I have a problem with “welfare-to-work”
There are many possible problems with welfare-to-work plans and rules. The county might take your benefits away (sanction you) for breaking a rule. The county might not give you supportive services such as transportation or child care that you need. The county might say that you must do work activity even though your ability to work is limited because of a disability or some other good reason. The county might tell you you cannot do what you want for welfare-to-work, such as telling you that you cannot go to school.
The county should give you a written notice telling you what the county is doing about your welfare-to-work. If you think the county is wrong, you can appeal and have your case heard by an independent hearing officer. You have 90 days from the date of the written notice to appeal your case. If you have a very good reason for appealing late, you can appeal up to 180 days after the date of the written notice. If the county does not give you a written notice but takes some action you disagree with, you can still appeal. If your notice does not meet legal requirements, such as not giving a reason or not being in your primary language, you can appeal even after that.

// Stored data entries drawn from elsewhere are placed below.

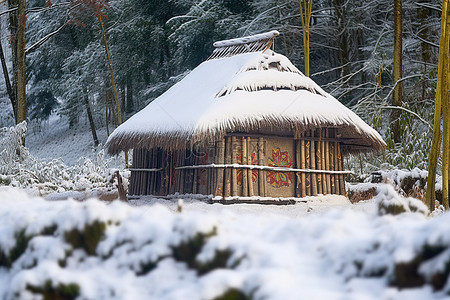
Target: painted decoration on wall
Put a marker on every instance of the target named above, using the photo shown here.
(279, 159)
(239, 171)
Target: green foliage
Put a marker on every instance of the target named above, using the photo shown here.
(87, 238)
(7, 259)
(233, 294)
(61, 292)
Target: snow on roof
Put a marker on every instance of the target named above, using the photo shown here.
(247, 39)
(244, 92)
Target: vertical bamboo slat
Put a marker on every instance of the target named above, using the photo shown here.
(319, 162)
(228, 153)
(327, 163)
(308, 166)
(322, 158)
(336, 168)
(261, 185)
(244, 171)
(332, 166)
(313, 167)
(303, 166)
(298, 188)
(220, 171)
(249, 171)
(233, 170)
(341, 168)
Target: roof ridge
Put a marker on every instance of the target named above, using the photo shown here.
(254, 43)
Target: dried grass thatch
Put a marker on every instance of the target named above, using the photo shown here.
(254, 93)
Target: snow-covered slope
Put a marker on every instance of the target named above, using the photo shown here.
(151, 252)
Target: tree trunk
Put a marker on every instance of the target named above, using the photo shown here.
(305, 14)
(130, 104)
(91, 120)
(398, 89)
(9, 88)
(434, 153)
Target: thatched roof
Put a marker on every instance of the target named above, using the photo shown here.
(248, 92)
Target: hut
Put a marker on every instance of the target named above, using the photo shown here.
(244, 123)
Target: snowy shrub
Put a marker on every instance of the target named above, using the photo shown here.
(90, 250)
(390, 202)
(19, 168)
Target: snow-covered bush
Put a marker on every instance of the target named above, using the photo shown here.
(390, 202)
(19, 168)
(91, 250)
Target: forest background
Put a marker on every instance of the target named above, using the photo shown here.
(154, 44)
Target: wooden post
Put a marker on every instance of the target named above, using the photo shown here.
(220, 171)
(228, 153)
(319, 162)
(244, 171)
(327, 163)
(298, 189)
(322, 158)
(303, 165)
(336, 168)
(261, 173)
(341, 168)
(332, 165)
(313, 167)
(307, 166)
(233, 170)
(249, 171)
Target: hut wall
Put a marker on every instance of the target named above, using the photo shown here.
(225, 168)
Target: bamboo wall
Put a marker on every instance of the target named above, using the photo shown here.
(215, 169)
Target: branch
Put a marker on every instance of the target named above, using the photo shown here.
(8, 11)
(398, 81)
(36, 45)
(411, 112)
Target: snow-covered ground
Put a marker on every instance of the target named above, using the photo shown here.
(57, 140)
(148, 250)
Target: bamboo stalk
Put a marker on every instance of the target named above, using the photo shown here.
(233, 171)
(227, 158)
(313, 166)
(324, 179)
(319, 164)
(333, 183)
(336, 168)
(195, 176)
(244, 172)
(220, 172)
(303, 165)
(249, 171)
(307, 166)
(327, 163)
(298, 188)
(261, 163)
(341, 168)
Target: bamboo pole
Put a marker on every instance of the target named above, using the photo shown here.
(244, 162)
(249, 171)
(228, 154)
(341, 168)
(313, 166)
(303, 165)
(319, 164)
(307, 166)
(322, 159)
(220, 171)
(442, 68)
(261, 183)
(327, 162)
(332, 165)
(298, 188)
(336, 168)
(233, 171)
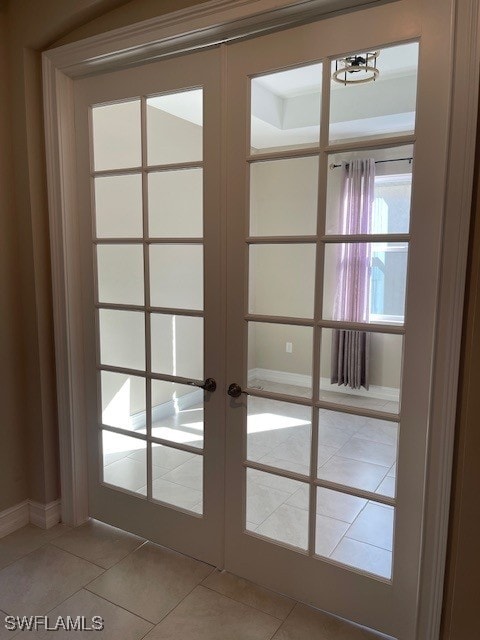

Once you appeal, there will be a hearing scheduled for you to explain why you disagree with the county’s action and for a hearing officer to decide if the county is right or wrong. If the hearing officer decides you are right, the hearing officer can order the county to fix the problem.
Look on the back of the written notice for instructions about how to appeal. If you do not have a notice, go to the State Hearings Division for information. You can also appeal online at the State Hearings Division.